Part of Alshaibi’s praxis involves asking his students to critically examine dominant Hollywood narratives about the Middle East.
“My students have a tough time seeing Chris Kyle from ‘American Sniper’ as an invader, but I want to shift the narrative,” Alshaibi said. “Look at the background characters in the crosshairs of that sniper’s scope. Bring them to the foreground.”
Alshaibi’s interest in humanizing presumed background characters is connected to his time at the Chicago History Museum. He was interviewed by Studs Terkel, an author, radio broadcaster and actor known for collecting spoken-word stories from average Americans. Terkel’s pulitzer prize-winning book, “The Good War: An Oral History of World War Two,” presented everyday people’s memories, from soldiers to farmers and prisoners. Terkel believed that anyone who had a story should be heard and remembered.
Alshaibi archived Terkel’s voluminous interviews and took inspiration from their deeply personal, often heartbreaking narratives.
“I spent years digitizing his work, and Studs had a big influence on me,” Alshaibi said.
He would go on to create “Boy from War,” a documentary charting his own coming-of-age story during the Iran-Iraq War of 1980-1988.
Fearing that the 1979 Iranian Revolution could inspire a similar uprising among Iraq’s Shi’ite Muslims, Saddam Hussein invaded Iran the following year. This led to border clashes as the two countries vied for hegemony in the Persian Gulf. Iraq was backed by the U.S., the Soviet Union and France, great powers hungry for the usual natural resources.

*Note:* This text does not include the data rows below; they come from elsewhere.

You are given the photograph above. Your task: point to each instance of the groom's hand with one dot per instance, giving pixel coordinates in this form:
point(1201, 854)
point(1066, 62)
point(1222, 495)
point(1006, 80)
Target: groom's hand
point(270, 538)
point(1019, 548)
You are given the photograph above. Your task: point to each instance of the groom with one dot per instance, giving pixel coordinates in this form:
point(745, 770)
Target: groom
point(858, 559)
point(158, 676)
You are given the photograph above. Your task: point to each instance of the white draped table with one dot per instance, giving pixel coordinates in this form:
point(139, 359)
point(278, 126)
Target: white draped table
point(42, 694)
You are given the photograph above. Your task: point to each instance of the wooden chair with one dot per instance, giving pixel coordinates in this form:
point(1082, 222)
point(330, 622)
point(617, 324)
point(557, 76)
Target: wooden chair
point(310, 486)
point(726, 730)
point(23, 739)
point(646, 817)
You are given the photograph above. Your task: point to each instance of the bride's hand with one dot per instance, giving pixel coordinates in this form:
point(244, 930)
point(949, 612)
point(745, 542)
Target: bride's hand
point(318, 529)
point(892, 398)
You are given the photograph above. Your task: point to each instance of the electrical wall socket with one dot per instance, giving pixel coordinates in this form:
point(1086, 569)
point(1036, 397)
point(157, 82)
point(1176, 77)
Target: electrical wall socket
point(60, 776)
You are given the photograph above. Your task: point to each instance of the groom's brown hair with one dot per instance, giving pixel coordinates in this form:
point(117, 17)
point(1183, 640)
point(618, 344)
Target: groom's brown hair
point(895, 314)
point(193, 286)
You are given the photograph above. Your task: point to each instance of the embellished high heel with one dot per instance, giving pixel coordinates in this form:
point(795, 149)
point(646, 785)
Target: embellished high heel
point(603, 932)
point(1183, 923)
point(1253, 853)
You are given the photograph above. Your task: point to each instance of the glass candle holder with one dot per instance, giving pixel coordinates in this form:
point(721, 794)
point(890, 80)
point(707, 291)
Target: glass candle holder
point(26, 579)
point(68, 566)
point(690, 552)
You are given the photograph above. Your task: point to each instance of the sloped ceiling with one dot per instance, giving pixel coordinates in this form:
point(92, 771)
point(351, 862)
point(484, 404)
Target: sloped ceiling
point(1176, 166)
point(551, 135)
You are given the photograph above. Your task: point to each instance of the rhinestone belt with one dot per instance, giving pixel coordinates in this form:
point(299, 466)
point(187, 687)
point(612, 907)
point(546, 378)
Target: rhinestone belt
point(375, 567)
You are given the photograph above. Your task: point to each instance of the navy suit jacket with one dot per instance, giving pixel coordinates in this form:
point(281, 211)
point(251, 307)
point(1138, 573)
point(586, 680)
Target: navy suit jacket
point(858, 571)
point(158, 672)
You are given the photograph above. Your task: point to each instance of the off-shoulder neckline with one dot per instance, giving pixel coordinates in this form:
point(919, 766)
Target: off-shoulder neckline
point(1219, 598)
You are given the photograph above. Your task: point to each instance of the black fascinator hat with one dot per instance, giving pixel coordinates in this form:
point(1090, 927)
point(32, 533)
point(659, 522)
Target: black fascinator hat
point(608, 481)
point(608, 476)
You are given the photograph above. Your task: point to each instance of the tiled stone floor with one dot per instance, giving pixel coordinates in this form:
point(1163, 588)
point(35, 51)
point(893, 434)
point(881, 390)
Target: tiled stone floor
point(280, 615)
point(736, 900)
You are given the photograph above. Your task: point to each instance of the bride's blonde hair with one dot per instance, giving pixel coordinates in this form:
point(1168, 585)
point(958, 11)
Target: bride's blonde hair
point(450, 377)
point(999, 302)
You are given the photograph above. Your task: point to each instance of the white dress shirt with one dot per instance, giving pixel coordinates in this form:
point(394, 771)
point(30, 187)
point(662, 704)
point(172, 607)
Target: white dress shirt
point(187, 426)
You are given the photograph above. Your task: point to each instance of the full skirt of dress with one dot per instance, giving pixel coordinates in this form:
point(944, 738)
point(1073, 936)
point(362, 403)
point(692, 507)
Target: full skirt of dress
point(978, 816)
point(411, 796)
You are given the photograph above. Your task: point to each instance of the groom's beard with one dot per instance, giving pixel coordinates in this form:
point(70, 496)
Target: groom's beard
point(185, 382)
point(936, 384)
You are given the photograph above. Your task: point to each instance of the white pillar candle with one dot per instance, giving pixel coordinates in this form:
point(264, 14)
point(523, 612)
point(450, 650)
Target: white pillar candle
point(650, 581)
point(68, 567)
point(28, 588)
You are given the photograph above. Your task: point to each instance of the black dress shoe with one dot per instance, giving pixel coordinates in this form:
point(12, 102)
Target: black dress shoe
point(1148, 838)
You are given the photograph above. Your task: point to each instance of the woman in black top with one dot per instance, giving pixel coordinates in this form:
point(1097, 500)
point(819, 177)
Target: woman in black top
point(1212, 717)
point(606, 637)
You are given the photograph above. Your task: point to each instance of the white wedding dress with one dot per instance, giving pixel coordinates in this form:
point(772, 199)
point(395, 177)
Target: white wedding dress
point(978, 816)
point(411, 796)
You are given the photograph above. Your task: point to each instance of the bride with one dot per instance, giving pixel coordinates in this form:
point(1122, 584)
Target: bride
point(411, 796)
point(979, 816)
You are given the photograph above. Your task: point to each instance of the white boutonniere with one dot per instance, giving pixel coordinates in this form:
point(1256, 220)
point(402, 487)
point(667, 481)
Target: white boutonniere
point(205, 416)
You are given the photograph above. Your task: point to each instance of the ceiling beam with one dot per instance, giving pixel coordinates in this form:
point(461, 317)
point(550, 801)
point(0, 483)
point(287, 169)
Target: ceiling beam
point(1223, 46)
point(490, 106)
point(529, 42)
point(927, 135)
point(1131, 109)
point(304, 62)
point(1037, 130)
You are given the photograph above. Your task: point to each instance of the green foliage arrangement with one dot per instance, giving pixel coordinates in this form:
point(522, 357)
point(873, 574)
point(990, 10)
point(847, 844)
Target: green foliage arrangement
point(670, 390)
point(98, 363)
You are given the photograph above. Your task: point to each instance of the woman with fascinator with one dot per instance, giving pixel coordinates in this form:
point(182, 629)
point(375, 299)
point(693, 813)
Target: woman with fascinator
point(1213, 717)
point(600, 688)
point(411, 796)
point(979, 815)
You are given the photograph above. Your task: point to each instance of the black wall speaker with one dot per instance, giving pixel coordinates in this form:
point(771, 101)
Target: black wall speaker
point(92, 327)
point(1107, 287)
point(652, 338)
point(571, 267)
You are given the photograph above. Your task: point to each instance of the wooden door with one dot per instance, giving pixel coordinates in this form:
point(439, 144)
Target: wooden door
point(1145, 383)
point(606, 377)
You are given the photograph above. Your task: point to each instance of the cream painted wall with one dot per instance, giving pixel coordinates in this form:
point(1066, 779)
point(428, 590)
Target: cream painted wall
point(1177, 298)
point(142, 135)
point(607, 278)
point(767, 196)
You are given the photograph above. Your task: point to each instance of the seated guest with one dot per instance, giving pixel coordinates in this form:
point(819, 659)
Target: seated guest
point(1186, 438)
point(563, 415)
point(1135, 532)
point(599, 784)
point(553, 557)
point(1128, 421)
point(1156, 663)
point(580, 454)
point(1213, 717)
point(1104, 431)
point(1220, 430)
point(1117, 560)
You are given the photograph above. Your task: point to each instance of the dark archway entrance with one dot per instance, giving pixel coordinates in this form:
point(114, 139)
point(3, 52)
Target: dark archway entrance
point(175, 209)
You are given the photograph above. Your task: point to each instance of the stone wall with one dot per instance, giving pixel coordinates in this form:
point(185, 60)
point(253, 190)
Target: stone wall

For oil and ideology, over a million civilians and soldiers died on both sides of the conflict.
“There is no way to convey trauma with numbers,” Alshaibi said. “But if I tell you about one kid, you know his name. And each personal story is a shard of a bigger story. You can understand what it was to be an Arab under Reagan, and maybe you begin to challenge the narratives constantly imposed on Muslims. Maybe you begin to see that those escaping war have no choice but to leave.”
The Iran-Iraq War’s eight years still stand as a testament to brutality, and there is good reason historians liken it to World War I. Trench warfare, bombing of civilian homes and use of chemical weapons were commonplace.
“When our house was bombed, I had this realization,” Alshaibi said. “To know that your parents can’t protect you, as a kid, is . . . well, it’s taken me a long time to begin addressing that. If you’re a kid living through war, you don’t care about flags and countries after a while. You just want to live.”
Alshaibi’s early adjustments to life in the U.S. were not always easy, and the state of modern refugees gives him pause.
“When people yell at you and discriminate against you in a country where you feel like ‘at least I have a chance,’ that is immoral,” Alshaibi said. “To vilify refugees, to see people fleeing danger as a danger themselves, it’s evil. It says that we’ve lost something as Americans.”
The best response to hate, Alshaibi said, is to speak to people in the universal language of feelings.
“American society responds on an emotional level,” Alshaibi said. “I want to empower my students by giving them a voice. I don’t want them to just sit back and critique. The path to understanding is to stand up front, listen to others and see their stories.”